Any tapering of income supports will have a "disproportionate effect" on those already hardest hit by the public health crisis, a report from the Economic and Social Research Institute (ESRI) has warned.
The pandemic-related unemployment crisis has disproportionately hit sectors such as accommodation and food where the employees are more likely to be renting property.
The report said renters have seen incomes fall to a greater degree and warns this might exacerbate affordability pressures if incomes are slow to rebound.
“The continuation of income supports, and increased uptake of rent supplement, will be of particular importance to help renters during the phase of recovery,” it states.
The report explores the short-term implications of the Covid-19 pandemic on affordability in the rental market and was published under a programme of work between the Department of Housing, Planning and Local Government and the ESRI.
Before the pandemic, one-in-three renters faced considerable pressure but that eased over the period mid-March to mid-June. The “unique and extraordinary” circumstances that people found themselves in because of the public health measures means that it is unlikely affordability pressures worsened over the three months. This is due to the short-term fall in spending on services such as childcare and transport, as well as recreational activities, which outweigh the decline in incomes that were supported by the pandemic unemployment payment and temporary wage subsidy scheme.

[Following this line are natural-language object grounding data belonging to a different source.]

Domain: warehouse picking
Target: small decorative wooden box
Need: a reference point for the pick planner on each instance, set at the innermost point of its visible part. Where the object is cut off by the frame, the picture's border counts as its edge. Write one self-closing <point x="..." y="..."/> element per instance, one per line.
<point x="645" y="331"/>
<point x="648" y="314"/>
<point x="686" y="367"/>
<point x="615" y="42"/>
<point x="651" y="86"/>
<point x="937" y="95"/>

However, many renters now face longer-term affordability pressures that are likely to worsen as necessary expenditure rebounds quicker than incomes.
It points out that survey data suggests that one-in-ten households missed rental payments before the pandemic but, given the affordability trends, this is unlikely to have risen substantially in the short term.
One clear finding from the study is the data gap for measuring rental arrears. No current, real-time national data is available at present, the report states.
“Addressing this data gap would be a very important step forward, although a practical solution may be extremely problematic given the fragmented nature of the private rental sector."
The only national indicator of arrears is the Central Statistics Office's Survey on Income and Living Conditions (SILC) and there is a two-year lag between the reporting and the date of measurement.